The wind blasted its freezing breath into her face, and still she felt the blush heating up her cheeks. She kept her eyes fixed and her hands busy and did not answer.
“You have asked me for training. You have demanded it. I have agreed to give it, because you have shown me the necessity and I judge you fit enough to learn, but there is no place—” He caught her chin and made her look at him. “—for pride in this camp.”
I know. I’m sorry. Please stop. Please.
His eyes shifted to a point beyond her. He stood up and walked off without another word. Shortly afterwards, Nicci crept up and sat down.
And for a second, Amber was disappointed. She hunched over her boot again, forcing the awl the rest of the way through the leather. “Hey.”
“I’m sorry,” said Nicci. “I really am, Amber. I’m sorry we fought.”
“I know. I’m sorry too.”
So that was okay. Almost.
Nicci turned her head to watch Meoraq move around the camp. “He went back a few times. To check on you, I guess.”
“Yeah.” She hadn’t seen him, but she hadn’t done much looking at anything but the trail in front of her. And in all honesty, Meoraq probably could have been in arm’s reach of her the whole way and if he didn’t want to be seen, she wouldn’t have seen him.
“I’d have gone back too,” said Nicci after a moment.
“I know.”
“I just thought it was best if we were all together.”
Amber looked at her and although she was okay and she really wasn’t even angry, it was right on the tip of her tongue to say that she’d have never left Nicci behind like that, never. But her sister’s eyes were the same anxious, lost and pleading eyes that they’d been pretty much since they got here and Amber couldn’t stand to see them wet again, not after the day she’d just had.
“I’m fine,” she said. She even smiled a little, for Nicci. “It was nothing. I was acting like a bitch and I got a little spanking, that’s all. I’m fine.”
Nicci nodded and picked at her laces. “Can you do my boots for me? They’ve got, um, holes.”
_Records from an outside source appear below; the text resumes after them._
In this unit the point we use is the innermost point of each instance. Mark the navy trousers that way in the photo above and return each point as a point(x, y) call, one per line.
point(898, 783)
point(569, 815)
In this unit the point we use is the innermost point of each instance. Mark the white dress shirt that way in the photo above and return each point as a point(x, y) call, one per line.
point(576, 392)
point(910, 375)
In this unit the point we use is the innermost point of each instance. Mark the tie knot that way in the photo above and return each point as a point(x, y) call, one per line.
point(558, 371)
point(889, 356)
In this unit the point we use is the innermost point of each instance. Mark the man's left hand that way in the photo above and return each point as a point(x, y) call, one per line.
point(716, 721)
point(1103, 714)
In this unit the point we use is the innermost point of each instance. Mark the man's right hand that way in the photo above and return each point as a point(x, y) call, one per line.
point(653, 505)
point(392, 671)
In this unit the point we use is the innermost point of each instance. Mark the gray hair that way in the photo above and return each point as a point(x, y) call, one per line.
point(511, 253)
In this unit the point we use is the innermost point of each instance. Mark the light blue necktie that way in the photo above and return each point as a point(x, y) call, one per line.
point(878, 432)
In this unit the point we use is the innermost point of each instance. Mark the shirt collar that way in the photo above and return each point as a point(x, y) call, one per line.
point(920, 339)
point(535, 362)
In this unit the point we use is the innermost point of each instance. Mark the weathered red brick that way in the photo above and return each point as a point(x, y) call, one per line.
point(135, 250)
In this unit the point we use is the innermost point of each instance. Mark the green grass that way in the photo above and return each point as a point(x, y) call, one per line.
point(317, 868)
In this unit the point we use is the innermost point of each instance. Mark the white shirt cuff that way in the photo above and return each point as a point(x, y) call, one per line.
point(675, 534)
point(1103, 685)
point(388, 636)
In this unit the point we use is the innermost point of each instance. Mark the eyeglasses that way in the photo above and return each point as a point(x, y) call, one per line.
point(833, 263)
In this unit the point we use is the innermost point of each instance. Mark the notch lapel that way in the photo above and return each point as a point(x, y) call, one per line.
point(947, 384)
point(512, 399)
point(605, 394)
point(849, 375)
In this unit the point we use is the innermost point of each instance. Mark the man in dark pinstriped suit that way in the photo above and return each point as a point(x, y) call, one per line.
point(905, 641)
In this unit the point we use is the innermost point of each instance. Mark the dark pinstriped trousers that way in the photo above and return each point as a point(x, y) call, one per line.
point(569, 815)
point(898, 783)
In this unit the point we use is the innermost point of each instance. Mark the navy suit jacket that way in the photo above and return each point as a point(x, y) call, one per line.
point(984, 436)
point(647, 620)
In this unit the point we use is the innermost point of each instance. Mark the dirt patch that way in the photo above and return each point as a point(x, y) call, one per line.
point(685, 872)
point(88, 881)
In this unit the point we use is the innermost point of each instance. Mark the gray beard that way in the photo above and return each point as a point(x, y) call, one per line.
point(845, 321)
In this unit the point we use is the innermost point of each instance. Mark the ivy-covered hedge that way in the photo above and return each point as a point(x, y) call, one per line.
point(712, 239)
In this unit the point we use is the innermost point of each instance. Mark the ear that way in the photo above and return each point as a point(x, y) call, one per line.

Amber kept smiling. “Yeah, sure.”
Nicci took her boots off and got up. One of the ladies sitting around the fire outside the women’s tent called her name, waving, the
n saw Amber and hesitated. Nicci waved back and stood there, looking awkward.
“Go on,” she said.
“Are you sure?”
“Beats sitting around and watching me do this all night. Go on,” Amber said again, just like she didn’t even care. “Have fun.”
Nicci left and sat down with the other women, disappearing into their laughing, talking circle. Amber sewed.
The sun went down, and as the grey light dimmed rapidly to black, people began to shake out their blankets and clump up around the fires to sleep. As it got later and more people went down, Nicci finally wandered back. Amber set her boots aside, but Nicci just put herself to bed. And that was okay. They were all tired.
Meoraq’s scaly knuckle tapped at her shoulder. He crouched down and gestured vaguely at her duffel bag while staring over his shoulder at nothing. “Sleep.”
“I’m not done yet.”
“Finish in the morning.”
“I’ll finish now. I always have the first watch, don’t I?”
He kept his head turned, his eyes moving as if he could see some hungry thing pacing back and forth beyond the edge of camp. And for all she knew, he could. At length, and without further argument, he simply stood up and walked away.
Amber resumed boring holes through her boots, but had managed only one more stitch before he was tapping at her shoulder again. He gave her a piece of cuuvash, acknowledged her thanks with a grunt, and moved to the other side of the fire where he crouched and watched people. The firelight threw orange stripes over his scales, broken by scars. They shifted as he breathed, as mesmerizing as the embers themselves could be. He did not respond at all to her stares, perhaps didn’t even notice them.